# Final Project - Explainer

## Authors - Group 48

- Bartosz Ziolkowski, s230080
- Kristoffer Plehn, s203777

## 1. Motivation

We used two datasets from [Statistikbanken.dk: ](https://www.statistikbanken.dk/)
- Immigration by sex, age, country of origin and citizenship (1980-2023)      
- Emigration by sex, age, country of destination and citizenship (1980-2023)

We chose them because they contain data on the number and some metrics of migrants in Denmark, which is what we wanted to analyze. In addition, they come from an authorized source.

Our goal in analyzing the datasets was to acquaint the end user with immigration to Denmark and emigration from Denmark between 2015 and 2023, considering individuals aged 0-80 and EU/EEA countries.

## 2. Basic Stats

The dataset on immigration has a total size of 494 KB and 10.045 rows. In turn, the dataset on emigration has a total size of 491 KB and 10.045 rows as well. 

Both datasets have 13 columns: `OriginCountry`/`Destination`, `Citizenship`, `Sex`, `Age`, `2015`, `2016`, `2017`, `2018`, `2019`, `2020`, `2021`, `2022`, `2023`. 

The user interface of the website with the datasets allows the user to download the data by selecting desired columns and other grouping values e.g. specific countries, years, citizenships, age, and sex. We were interested in the period from 2015-2023, EU/EEA countries and migrants aged 0-80.

## 3. Data Analysis

### 3.1 Code on the initial overview on migration

In [None]:
import pandas as pd
import matplotlib.pyplot as plt

immigration_data = pd.read_csv('Immigration_2015-2023.csv', sep=';')
emigration_data = pd.read_csv('Emigration_2015-2023.csv', sep=';')

# Select only the years' columns
immigration_years = immigration_data.columns[4:]
emigration_years = emigration_data.columns[4:]

# Extract data for selected years
immigration_data = immigration_data[immigration_years]
emigration_data = emigration_data[emigration_years]

# Calculate total immigration and emigration for each year
immigration_total = immigration_data.sum()
emigration_total = emigration_data.sum()

# Calculate migration balance 
migration_balance = immigration_total - emigration_total

fig, axs = plt.subplots(1, 3, figsize=(20, 6)) 
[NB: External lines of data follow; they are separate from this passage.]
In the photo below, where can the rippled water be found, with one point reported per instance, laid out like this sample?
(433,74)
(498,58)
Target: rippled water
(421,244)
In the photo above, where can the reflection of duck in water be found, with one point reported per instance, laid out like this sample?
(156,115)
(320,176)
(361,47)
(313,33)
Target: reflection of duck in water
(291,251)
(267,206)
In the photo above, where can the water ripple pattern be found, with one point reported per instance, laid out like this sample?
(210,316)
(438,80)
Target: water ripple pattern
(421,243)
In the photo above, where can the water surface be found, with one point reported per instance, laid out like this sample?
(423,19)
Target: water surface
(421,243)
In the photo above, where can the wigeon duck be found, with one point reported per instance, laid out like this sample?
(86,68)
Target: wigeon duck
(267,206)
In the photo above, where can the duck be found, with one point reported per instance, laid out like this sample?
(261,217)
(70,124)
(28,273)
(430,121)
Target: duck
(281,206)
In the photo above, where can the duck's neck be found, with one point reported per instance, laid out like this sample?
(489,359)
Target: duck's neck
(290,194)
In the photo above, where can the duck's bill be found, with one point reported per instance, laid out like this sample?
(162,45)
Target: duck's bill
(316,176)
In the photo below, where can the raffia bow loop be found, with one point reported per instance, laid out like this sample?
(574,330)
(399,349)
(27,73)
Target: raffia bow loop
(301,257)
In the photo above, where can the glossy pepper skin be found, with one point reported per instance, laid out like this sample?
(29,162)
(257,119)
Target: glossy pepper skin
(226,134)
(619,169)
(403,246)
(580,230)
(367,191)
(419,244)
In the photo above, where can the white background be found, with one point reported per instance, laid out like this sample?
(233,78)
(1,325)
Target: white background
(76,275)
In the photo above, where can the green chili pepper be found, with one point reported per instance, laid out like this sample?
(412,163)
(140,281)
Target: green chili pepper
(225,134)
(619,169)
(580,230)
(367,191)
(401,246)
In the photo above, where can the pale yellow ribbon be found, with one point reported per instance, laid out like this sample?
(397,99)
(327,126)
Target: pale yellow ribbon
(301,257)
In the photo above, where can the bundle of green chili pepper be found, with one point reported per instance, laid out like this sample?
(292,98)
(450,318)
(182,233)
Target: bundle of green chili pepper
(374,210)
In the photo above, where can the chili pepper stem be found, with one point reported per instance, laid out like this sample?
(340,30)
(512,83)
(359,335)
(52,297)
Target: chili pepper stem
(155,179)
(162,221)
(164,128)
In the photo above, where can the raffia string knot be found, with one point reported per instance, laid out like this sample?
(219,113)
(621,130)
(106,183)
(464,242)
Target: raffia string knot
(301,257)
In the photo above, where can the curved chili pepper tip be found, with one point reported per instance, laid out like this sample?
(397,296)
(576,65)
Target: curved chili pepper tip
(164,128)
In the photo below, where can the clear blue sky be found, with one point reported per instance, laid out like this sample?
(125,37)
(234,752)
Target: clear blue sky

axs[0].plot(immigration_years, immigration_total, color='blue', marker='o', linestyle='-')
axs[0].set_title('Immigration to Denmark', fontsize=18)
axs[0].set_xlabel('Year')
axs[0].set_ylabel('Number of People')

axs[1].plot(emigration_years, emigration_total, color='red', marker='o', linestyle='-')
axs[1].set_title('Emigration from Denmark', fontsize=18)
axs[1].set_xlabel('Year')

axs[2].plot(immigration_years, migration_balance, color='green', marker='o', linestyle='-')
axs[2].set_title('Migration Balance (Immigration - Emigration)', fontsize=18)
axs[2].set_xlabel('Year')

# Adjust y-axis ticks for emigration chart
emigration_start = 25000
emigration_tick_interval = 1000
emigration_ticks = [emigration_start + i * emigration_tick_interval for i in range(8)]
axs[1].set_yticks(emigration_ticks)

# Adjust y-axis ticks for migration balance chart
balance_start = 10000
balance_tick_interval = 2000
balance_ticks = [balance_start + i * balance_tick_interval for i in range(8)]
axs[2].set_yticks(balance_ticks)

plt.tight_layout()
plt.show()

### 3.2 Code on the top 15 countries on migration

In [None]:
import pandas as pd
import matplotlib.pyplot as plt

immigration_data = pd.read_csv('Immigration_2015-2023.csv', sep=';')
emigration_data = pd.read_csv('Emigration_2015-2023.csv', sep=';')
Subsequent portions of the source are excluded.